Espasmo do choro… de gelar qualquer coração!

Há uns dias atrás fui matar saudades com uma amiga de longa data, pôr a conversa em dia. É claro que para os nossos filhos foi uma festa, brincaram com uma alegria contagiante! Até que o inesperado aconteceu… Pelo meu radar de mãe (sim, porque mesmo quando uma mãe está entretida na conversa, têm uma visão periférica que nunca falha) observo que o meu reguila de 4 anos, no meio de tamanha brincadeira e algazarra, tira o carrinho, da mão do pequeno da minha amiga. Um gesto aparentemente inofensivo, que causou uma grande susto!

Não é que o pequeno da minha amiga, com apenas 2 aninhos, desata num choro intenso, estridente, até que deixa de respirar, ou como se diz “prende o choro”! A isto segue-se o pânico da mãe, que o levanta rapidamente, abana, grita, pede para respirar, sopra para a cara, belisca, faz tudo o que pode, e mesmo assim a criança continua sem “querer obedecer”, não respira.
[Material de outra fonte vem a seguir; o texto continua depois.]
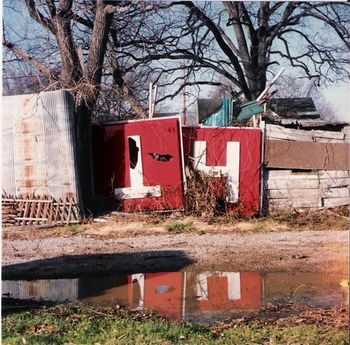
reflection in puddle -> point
(196, 296)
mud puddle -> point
(192, 296)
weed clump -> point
(179, 228)
(206, 196)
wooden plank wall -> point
(306, 169)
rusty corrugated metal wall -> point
(59, 290)
(38, 145)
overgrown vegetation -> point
(178, 228)
(205, 196)
(76, 324)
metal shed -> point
(39, 168)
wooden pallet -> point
(38, 210)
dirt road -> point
(113, 248)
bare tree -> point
(244, 41)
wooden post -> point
(150, 96)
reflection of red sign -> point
(163, 293)
(222, 291)
(140, 163)
(230, 152)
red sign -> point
(231, 153)
(223, 291)
(140, 163)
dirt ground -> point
(126, 244)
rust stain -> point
(28, 170)
(27, 150)
(29, 183)
(32, 291)
(24, 128)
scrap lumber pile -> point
(39, 210)
(306, 169)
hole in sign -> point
(133, 152)
(160, 157)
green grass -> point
(179, 228)
(107, 326)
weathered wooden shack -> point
(307, 159)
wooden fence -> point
(39, 210)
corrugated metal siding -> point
(38, 145)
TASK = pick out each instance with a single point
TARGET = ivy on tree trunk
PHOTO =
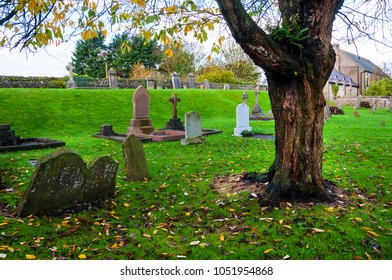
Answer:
(297, 66)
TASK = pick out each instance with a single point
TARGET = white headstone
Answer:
(193, 130)
(242, 119)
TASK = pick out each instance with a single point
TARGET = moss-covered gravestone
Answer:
(62, 179)
(135, 159)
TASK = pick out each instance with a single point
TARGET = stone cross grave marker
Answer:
(140, 122)
(71, 82)
(174, 122)
(176, 81)
(135, 159)
(62, 179)
(193, 129)
(242, 117)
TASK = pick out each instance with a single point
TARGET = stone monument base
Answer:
(195, 140)
(239, 130)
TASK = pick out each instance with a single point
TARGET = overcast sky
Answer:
(51, 61)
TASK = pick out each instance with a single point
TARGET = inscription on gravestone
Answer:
(140, 122)
(62, 179)
(193, 129)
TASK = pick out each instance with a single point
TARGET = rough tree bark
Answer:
(296, 74)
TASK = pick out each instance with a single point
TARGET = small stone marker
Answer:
(357, 102)
(256, 111)
(135, 159)
(176, 81)
(62, 179)
(193, 129)
(71, 82)
(207, 84)
(140, 122)
(242, 117)
(150, 83)
(174, 123)
(191, 80)
(112, 78)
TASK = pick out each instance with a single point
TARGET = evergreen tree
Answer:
(125, 51)
(89, 57)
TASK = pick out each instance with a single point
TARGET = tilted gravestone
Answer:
(193, 129)
(135, 159)
(242, 117)
(62, 179)
(191, 80)
(176, 81)
(141, 122)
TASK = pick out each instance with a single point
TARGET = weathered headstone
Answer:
(107, 130)
(193, 129)
(101, 179)
(135, 159)
(327, 112)
(176, 81)
(357, 102)
(191, 80)
(150, 83)
(71, 82)
(256, 111)
(242, 117)
(140, 122)
(7, 136)
(62, 179)
(174, 123)
(113, 78)
(207, 84)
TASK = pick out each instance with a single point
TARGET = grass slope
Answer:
(176, 213)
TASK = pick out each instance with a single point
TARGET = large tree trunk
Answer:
(296, 73)
(298, 108)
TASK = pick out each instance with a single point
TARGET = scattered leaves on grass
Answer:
(268, 250)
(30, 257)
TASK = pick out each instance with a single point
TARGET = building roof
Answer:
(362, 62)
(338, 77)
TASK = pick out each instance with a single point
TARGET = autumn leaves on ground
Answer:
(193, 206)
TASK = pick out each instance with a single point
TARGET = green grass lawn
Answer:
(177, 213)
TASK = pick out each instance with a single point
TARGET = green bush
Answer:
(382, 87)
(219, 76)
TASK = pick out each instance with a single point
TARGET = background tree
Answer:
(89, 57)
(233, 58)
(182, 60)
(125, 50)
(289, 40)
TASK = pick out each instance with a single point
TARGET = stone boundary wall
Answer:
(379, 101)
(32, 82)
(86, 82)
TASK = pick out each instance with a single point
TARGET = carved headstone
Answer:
(193, 129)
(113, 78)
(176, 81)
(71, 82)
(62, 179)
(140, 122)
(206, 84)
(174, 123)
(191, 80)
(242, 117)
(150, 83)
(135, 159)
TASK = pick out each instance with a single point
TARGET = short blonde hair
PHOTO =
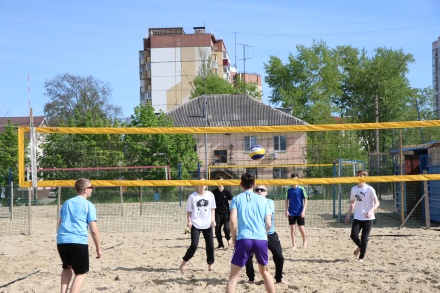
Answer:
(362, 173)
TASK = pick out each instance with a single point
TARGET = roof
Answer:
(21, 121)
(229, 110)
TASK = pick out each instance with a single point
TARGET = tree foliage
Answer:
(321, 82)
(81, 150)
(80, 102)
(8, 153)
(159, 149)
(71, 95)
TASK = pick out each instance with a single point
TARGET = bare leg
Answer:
(292, 235)
(66, 276)
(268, 280)
(302, 229)
(183, 266)
(234, 275)
(77, 283)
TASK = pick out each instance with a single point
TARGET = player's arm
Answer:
(229, 194)
(188, 218)
(375, 206)
(268, 222)
(96, 237)
(233, 224)
(350, 210)
(303, 213)
(213, 224)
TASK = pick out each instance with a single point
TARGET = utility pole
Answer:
(376, 100)
(205, 115)
(244, 63)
Digo-lhe para tentar manter a calma, que vai passar, mas realmente, segundos nesta situação parecem horas, e o menino encontrava-se já arroxeado. Até que de repente, aconteceu… o pequeno voltou a respirar! A minha amiga pálida, sentou-se de imediato, com a cabeça baixa, a tremer e a chorar, dizendo entre dentes, e no meio de uns quantos suspiros de alivio, que já era a terceira vez que a situação se repetia….

Esta situação é realmente assustadora. Qualquer mãe ou pai perante esta situação tem medo, angustia e o difícil é não entrar em pânico. Tem um nome, designa-se de Espasmo do choro.
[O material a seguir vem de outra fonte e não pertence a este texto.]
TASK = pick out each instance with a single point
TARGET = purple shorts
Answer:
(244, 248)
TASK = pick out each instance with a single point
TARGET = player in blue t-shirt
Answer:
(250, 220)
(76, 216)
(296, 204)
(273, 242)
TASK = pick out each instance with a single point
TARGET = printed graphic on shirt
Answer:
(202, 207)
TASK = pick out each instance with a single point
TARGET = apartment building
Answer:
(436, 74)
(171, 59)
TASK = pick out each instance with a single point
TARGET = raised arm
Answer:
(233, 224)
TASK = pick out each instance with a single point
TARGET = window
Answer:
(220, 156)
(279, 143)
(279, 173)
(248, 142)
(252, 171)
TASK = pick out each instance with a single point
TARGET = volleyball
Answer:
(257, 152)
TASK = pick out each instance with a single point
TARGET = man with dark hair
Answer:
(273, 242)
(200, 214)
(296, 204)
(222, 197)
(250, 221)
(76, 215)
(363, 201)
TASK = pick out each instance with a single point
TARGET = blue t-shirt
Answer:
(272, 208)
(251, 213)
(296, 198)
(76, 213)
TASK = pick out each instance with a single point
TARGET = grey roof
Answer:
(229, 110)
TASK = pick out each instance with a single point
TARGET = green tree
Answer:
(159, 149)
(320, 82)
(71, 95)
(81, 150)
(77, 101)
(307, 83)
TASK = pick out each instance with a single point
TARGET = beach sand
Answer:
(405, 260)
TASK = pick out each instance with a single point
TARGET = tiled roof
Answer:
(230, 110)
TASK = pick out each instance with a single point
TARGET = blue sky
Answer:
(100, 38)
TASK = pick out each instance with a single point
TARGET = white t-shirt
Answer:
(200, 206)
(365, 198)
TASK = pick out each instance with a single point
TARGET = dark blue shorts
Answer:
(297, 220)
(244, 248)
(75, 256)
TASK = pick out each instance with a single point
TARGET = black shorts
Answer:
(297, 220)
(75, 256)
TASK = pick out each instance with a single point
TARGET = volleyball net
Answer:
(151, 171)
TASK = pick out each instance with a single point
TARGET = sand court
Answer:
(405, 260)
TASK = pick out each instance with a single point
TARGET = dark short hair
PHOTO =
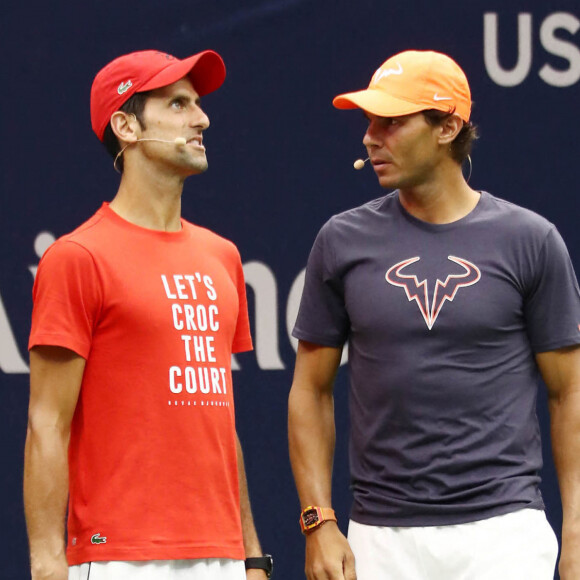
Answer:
(463, 142)
(133, 106)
O espasmo do choro, é relativamente comum, ocorre em crianças saudáveis e caracteriza-se por uma sequência de eventos muito típica. Começa como uma resposta reflexa a um estímulo, tal como o medo, a dor súbita, a frustração, um susto… De imediato a criança inicia choro, seguindo-se um período em que deixa de respirar (apneia), podendo mesmo chegar a ficar inconsciente. Há crianças que ficam pálidas, outras cianosadas (arroxeadas).

É uma situação que apesar de ocorrer em crianças saudáveis, é sempre necessária uma avaliação pelo pediatra, para que se possam excluir outras patologias. Durante a consulta médica é importante que os pais sejam capazes de descrever a crise, o que a desencadeou, como ficou a coloração da pele da criança e quanto tempo demorou. O espasmo do choro resolve-se espontaneamente e habitualmente não resulta em complicações sérias.
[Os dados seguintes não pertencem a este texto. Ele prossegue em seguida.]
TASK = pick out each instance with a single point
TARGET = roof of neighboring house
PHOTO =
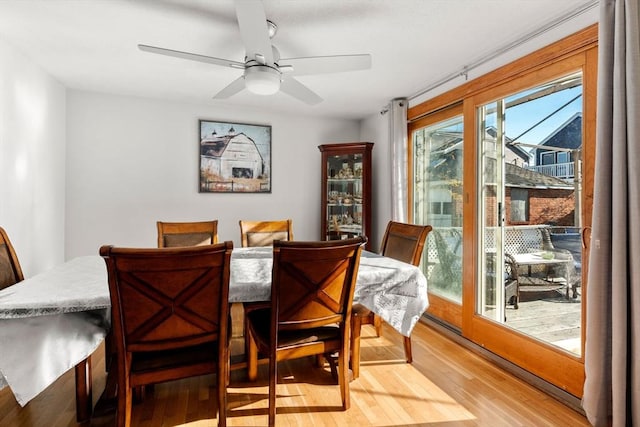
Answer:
(515, 176)
(567, 135)
(508, 144)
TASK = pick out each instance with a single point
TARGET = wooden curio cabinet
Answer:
(346, 190)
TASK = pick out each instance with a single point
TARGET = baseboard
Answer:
(566, 398)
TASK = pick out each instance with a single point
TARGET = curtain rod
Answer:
(551, 25)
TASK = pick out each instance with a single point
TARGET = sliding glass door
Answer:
(502, 169)
(438, 149)
(530, 179)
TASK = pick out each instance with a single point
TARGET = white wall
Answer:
(133, 161)
(32, 161)
(375, 128)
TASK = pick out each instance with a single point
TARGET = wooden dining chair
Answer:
(170, 317)
(405, 243)
(175, 234)
(311, 298)
(10, 271)
(263, 233)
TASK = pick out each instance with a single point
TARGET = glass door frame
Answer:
(560, 368)
(577, 52)
(439, 307)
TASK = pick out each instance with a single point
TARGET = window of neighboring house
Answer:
(519, 205)
(563, 157)
(548, 158)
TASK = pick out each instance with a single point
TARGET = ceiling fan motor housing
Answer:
(262, 79)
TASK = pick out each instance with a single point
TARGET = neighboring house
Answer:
(558, 159)
(234, 155)
(530, 197)
(513, 153)
(535, 198)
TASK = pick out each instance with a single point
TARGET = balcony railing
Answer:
(558, 170)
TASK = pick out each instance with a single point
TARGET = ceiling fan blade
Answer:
(299, 91)
(191, 56)
(327, 64)
(254, 31)
(234, 87)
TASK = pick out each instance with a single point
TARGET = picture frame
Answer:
(234, 157)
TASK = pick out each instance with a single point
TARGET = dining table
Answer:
(53, 321)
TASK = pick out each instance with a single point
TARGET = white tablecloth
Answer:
(52, 321)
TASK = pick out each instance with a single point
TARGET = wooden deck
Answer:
(447, 385)
(549, 316)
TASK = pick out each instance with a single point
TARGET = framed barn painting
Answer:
(234, 157)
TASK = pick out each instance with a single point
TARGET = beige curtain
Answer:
(612, 347)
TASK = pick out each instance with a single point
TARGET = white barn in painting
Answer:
(231, 156)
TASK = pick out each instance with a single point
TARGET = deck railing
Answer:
(558, 170)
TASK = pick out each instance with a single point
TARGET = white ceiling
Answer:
(92, 44)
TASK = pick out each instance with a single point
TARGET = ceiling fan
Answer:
(264, 72)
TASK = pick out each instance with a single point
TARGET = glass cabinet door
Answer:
(346, 190)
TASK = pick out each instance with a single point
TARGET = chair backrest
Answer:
(404, 242)
(168, 298)
(263, 233)
(313, 282)
(10, 271)
(175, 234)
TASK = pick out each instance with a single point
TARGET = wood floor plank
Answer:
(446, 385)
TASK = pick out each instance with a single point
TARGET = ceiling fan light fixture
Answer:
(262, 80)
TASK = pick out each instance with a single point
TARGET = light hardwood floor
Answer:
(447, 385)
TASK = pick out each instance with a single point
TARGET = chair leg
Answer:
(252, 356)
(356, 325)
(223, 383)
(123, 413)
(83, 390)
(377, 323)
(273, 380)
(407, 349)
(343, 376)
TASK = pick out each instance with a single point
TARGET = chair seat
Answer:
(261, 320)
(169, 359)
(360, 310)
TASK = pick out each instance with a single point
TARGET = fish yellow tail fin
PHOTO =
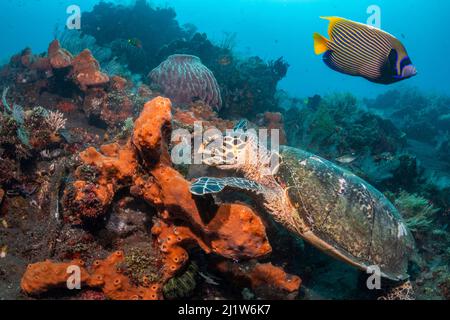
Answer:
(320, 44)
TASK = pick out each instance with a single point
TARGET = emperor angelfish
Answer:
(360, 50)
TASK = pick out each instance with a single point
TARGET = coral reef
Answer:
(183, 79)
(81, 180)
(103, 274)
(142, 165)
(266, 280)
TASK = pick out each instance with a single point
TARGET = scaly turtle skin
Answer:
(321, 202)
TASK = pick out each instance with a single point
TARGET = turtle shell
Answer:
(344, 215)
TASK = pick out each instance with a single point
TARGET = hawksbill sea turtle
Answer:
(326, 205)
Pode ocorrer desde bebés pequenos até crianças mais velhas, surge de forma involuntária (a criança não pensa “agora vou deixar de respirar para pregar um susto à minha mãe!”). Contudo, há estudos que demonstram que algumas destas crianças tendem realmente a ser mais manipuladoras, pouco tolerantes à frustração e a lidar com contrariedades. Neste sentido, o comportamento dos pais também deve ser trabalhado, pois como se sentem impotentes perante a situação, tendem a evitar contrariar a criança, no sentido de prevenir eventuais crises.

E então, o que pode fazer para lidar com esta situação?

  • Informe-se o melhor que puder acerca do tema, pois quanto menos sabemos mais medo sentimos.
  • Adote regras de conduta firmes, que não reforcem estes comportamentos.
  • Tente que ambos os pais assumam uma atitude concordante em relação à forma como lidam com a criança: aprender que não é não, fará com que a mesma perceba que não vale a pena fazer birra. Seja consistente.
  • Para prevenir eventuais crises, tente agir antes que a criança entre em ansiedade. Leve-a para um local tranquilo, deixando que a mesma se auto-regule, se controle. Nesta fase não deve estimular a criança, deixe-a acalmar.
  • Em bebés mais pequenos, e já conhecendo os sinais que antecedem o espasmo do choro, às vezes basta chamar calmamente a criança pelo nome para que a crise não se desencadeie.
  • Se ainda assim acontecer, não entre em pânico (é fácil falar, mas se não conseguir evitar a ansiedade pelo menos disfarce o melhor que sabe).
  • Fique junto da criança, vigiando e assegurando que não se magoa.

Sei que a minha amiga continua a ficar com o coração gelado quando a coisa acontece, mas também sei que vai aprender a lidar cada vez melhor com a situação. Sei que é muito difícil manter a calma…

Mas também sei que uma mãe consegue tudo, aprende tudo, enfrenta tudo!